Hive has already leaked some of what does appear to be CHC’s data. The ransomware group claims to have acquired:
– contracts, nda and other agreements documents – company private info (budgets, plans, evaluations, revenue cycle, investors relation, company structure, etc.) – employees info (social security numbers, emails, addresses, phone numbers, photos, insurances info, payments, etc.) – customers info (medical records, credit cards, emails, social security numbers, phone numbers, insurances, etc
Not all of those data types could be confirmed in the partial data leak, but it is clear that Hive did acquire a lot of data.
CHC’s Notice of Incident
Before any disclosure by Hive, DataBreaches learned that they would be leaking CHC data because CHC had ended negotiations after several weeks. Their representative indicated that they could not afford even the reduced amount demanded because their insurance would not cover any ransom payment.
Checking CHC’s website yesterday, DataBreaches was surprised that CHC had already disclosed the breach. But their description of the incident did not match what a spokesperson for Hive had informed DataBreaches.
Specifically, CHC’s notice of incident repeatedly refers to the incident as involving a vendor, e.g. (emphasis added):
One of our vendors recently suffered a security incident in early December where cybercriminals targeted portions of their network.
Our vendor promptly began working with third-party experts to help them investigate and respond to the incident. During that investigation, the vendor became aware that the unauthorized third party may have accessed records with personal information.
Although our vendor is still investigating the scope of that access….
The problem is that Hive’s spokesperson was quite definite that they did not attack any CHC vendor but had attacked CHC directly.
CHC’s notice refers to an early December incident, which is consistent with Hive’s December 3 lock date, so CHC’s notice is likely referring to the Hive attack. But why is CHC claiming the attack was on an unnamed vendor?
DataBreaches submitted two contact queries to CHC yesterday, asking them to respond to Hive’s claim that this was not a vendor attack, and requesting additional details, but has received no reply from CHC.
CHC’s Recent History of Bankruptcy
Hive’s listing states that CHC’s revenue is “1000 million.” Zoominfo.com does list CHC’s revenue as $1B, which may sound tempting, but CHC actually has a troubled financial history. Its history for more than a decade has resulted in so much bad press and litigation that it seems to have engaged in some complex rebranding and dividing up of corporations to distance itself from… itself.
CHC’s financial troubles began in 2011. A former nurse had turned whistleblower and had accused the owners of two skilled nursing homes of defrauding taxpayers by overcharging Medicaid and Medicare for rehabilitation services. CHC inherited the False Claims Act litigation in 2012.

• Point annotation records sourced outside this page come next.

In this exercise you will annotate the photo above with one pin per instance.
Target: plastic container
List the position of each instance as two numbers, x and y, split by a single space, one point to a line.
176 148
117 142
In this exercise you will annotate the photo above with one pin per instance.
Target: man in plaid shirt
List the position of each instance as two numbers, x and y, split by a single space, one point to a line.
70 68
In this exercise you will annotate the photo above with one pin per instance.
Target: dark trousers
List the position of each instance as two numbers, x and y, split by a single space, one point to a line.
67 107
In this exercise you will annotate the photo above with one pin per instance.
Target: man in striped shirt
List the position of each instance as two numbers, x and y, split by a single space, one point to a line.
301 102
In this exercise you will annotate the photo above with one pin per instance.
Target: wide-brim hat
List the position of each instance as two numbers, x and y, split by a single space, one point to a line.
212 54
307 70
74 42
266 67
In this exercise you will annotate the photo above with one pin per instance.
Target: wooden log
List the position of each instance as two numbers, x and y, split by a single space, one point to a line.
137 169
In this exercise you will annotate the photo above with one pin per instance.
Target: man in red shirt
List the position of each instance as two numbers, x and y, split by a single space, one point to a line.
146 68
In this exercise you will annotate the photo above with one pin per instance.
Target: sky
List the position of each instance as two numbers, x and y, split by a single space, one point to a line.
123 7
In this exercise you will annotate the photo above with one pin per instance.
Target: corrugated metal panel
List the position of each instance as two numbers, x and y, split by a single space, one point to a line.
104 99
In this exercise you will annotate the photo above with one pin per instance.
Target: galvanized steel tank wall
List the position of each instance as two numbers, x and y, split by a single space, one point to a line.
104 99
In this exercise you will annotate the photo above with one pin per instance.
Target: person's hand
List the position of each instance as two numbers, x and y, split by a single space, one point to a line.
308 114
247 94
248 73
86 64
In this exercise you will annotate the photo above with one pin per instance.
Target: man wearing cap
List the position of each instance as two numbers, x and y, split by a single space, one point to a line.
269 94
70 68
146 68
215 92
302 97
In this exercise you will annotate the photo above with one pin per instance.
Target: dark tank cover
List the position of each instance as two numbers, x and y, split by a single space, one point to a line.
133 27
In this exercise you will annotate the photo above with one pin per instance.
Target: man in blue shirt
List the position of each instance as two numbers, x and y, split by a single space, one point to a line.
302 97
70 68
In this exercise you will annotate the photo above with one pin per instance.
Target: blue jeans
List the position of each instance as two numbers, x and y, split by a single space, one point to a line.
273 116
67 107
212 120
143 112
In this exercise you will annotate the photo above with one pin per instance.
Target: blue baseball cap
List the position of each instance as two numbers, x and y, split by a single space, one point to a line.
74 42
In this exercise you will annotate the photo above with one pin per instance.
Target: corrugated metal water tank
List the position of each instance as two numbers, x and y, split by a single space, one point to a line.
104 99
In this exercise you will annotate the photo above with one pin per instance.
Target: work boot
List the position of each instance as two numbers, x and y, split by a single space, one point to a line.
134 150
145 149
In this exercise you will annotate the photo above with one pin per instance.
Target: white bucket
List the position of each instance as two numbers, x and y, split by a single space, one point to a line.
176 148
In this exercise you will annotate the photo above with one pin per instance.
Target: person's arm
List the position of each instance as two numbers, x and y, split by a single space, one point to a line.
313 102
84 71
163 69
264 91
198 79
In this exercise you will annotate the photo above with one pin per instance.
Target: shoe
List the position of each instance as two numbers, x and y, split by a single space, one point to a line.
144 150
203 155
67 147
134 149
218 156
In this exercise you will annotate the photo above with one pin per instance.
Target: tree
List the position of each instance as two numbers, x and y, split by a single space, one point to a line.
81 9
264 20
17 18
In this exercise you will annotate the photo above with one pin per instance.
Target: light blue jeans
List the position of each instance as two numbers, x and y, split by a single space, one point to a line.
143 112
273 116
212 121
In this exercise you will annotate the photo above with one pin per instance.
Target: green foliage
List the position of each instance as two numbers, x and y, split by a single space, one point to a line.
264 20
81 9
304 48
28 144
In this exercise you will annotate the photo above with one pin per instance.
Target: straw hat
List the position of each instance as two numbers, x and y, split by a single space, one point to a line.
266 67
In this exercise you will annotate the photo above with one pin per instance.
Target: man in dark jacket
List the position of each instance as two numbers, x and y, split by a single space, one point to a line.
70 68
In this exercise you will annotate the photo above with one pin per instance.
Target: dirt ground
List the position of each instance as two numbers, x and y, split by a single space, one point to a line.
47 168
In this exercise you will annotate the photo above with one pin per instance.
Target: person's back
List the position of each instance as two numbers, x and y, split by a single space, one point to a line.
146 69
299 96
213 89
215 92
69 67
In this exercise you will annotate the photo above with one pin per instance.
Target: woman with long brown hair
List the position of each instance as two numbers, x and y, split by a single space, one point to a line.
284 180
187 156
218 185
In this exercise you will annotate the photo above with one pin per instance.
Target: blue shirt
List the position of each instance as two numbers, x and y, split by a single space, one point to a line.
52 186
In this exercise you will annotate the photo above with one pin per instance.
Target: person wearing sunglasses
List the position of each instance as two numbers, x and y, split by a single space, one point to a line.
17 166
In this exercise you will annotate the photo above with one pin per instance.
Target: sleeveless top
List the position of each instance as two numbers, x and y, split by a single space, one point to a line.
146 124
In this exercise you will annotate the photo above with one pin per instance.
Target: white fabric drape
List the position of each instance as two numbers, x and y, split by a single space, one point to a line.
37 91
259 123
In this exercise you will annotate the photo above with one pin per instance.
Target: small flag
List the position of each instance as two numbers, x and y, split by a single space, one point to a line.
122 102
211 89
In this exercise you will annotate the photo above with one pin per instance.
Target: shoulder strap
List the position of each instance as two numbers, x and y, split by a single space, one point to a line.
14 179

In 2017, a civil jury agreed with the claims and penalized CHC more than $115 million, which was later reduced to $85 million. After trebling and penalties, though, the reduced judgment still amounted to $256 million. It was a considerable amount, but still lower than the original $347.9 million verdict after trebling.
In March 2021, CHC filed for Chapter 11 bankruptcy, claiming it did not have the resources to pay the False Claims judgment. A settlement of the bankruptcy case reduced the amount to $4.5 million, split between the government and the whistleblower. The settlement was approved in September.
So against the backdrop of what it had gone through, now CHC was faced with a ransom demand. They didn’t pay it but have issued a statement that claims the breach was not theirs, but a vendor’s?
DataBreaches will update this if a reply is received or more information becomes available.